Until today. Last night, the UK Court of Appeal ruled that the evidence must be released, and that deference to the executive in matters of national security did not extend to covering up criminal wrongdoing. Along the way, they reserved special criticism for the government's position:
In damning references to claims made by Miliband and his lawyers, and stressing the importance of the media in supporting the principle of open justice, they said the case raised issues of "fundamental importance", of "democratic accountability and ultimately the rule of law itself".That's well-deserved - the Foreign Secretary had fabricated a US threat to withdraw intelligence cooperation in order to convince the High Court to back secrecy while his minions claimed that an independent judiciary was a threat to national security; previously, an MI5 witness had committed outright perjury. But it's the censored version. It turns out that the government's lawyer - in violation of 400 years of legal protocol - had secretly written to the judge asking him to tone down his draft judgement, which found that the security services had a culture which did not respect human rights and which supported torture, that they had deliberately lied to Parliament, and that their internal "culture of suppression" was "such as to undermine any UK government assurances based on the Service's information and advice". Which is just another example of the lawless culture pervading the UK government.

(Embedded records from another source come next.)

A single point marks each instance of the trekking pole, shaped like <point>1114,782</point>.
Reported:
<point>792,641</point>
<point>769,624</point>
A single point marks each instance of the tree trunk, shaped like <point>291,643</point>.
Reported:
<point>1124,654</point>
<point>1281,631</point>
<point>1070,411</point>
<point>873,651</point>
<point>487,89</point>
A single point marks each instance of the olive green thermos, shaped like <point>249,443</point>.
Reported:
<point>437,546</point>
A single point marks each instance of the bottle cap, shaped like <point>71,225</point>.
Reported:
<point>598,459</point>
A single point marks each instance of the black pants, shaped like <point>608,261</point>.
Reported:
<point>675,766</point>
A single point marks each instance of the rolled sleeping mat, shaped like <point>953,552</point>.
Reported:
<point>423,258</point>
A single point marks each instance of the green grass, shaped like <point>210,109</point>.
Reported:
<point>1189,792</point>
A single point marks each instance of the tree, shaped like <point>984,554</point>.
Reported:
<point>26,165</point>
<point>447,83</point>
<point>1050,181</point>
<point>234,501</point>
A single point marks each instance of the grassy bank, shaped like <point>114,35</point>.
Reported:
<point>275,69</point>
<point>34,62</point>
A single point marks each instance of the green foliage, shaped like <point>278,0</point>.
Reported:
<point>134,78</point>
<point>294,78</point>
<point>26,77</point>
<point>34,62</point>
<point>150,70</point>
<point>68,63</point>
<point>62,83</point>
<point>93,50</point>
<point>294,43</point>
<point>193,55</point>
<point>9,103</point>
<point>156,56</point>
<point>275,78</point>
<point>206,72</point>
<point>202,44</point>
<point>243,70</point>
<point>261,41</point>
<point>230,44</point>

Publication of the material Miliband wanted to suppress was "compelling", Judge said, since they concerned the involvement of wrongdoing by agents of the state in the "abhorrent practice of torture". The material helped to "vindicate Mr Mohamed's assertion that UK authorities had been involved in and facilitated the ill- treatment and torture to which he was subjected while under the control of USA authorities".

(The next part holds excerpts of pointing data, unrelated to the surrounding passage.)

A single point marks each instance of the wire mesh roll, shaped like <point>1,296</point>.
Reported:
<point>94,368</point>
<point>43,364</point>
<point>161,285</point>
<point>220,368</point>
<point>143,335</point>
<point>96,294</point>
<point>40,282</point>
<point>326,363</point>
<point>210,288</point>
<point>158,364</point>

As for the suppressed evidence itself, it shows that MI5 was aware that Mohamed was subjected to continuous sleep deprivation and threats of further disappearance by US authorities, which had caused significant mental stress and suffering. In the court's eyes, this constituted "at the very least cruel, inhuman and degrading treatment by the United States authorities". And to keep that secret, the UK government has lied, perverted the course of justice, committed perjury, and violated basic legal norms. I am very glad they have failed.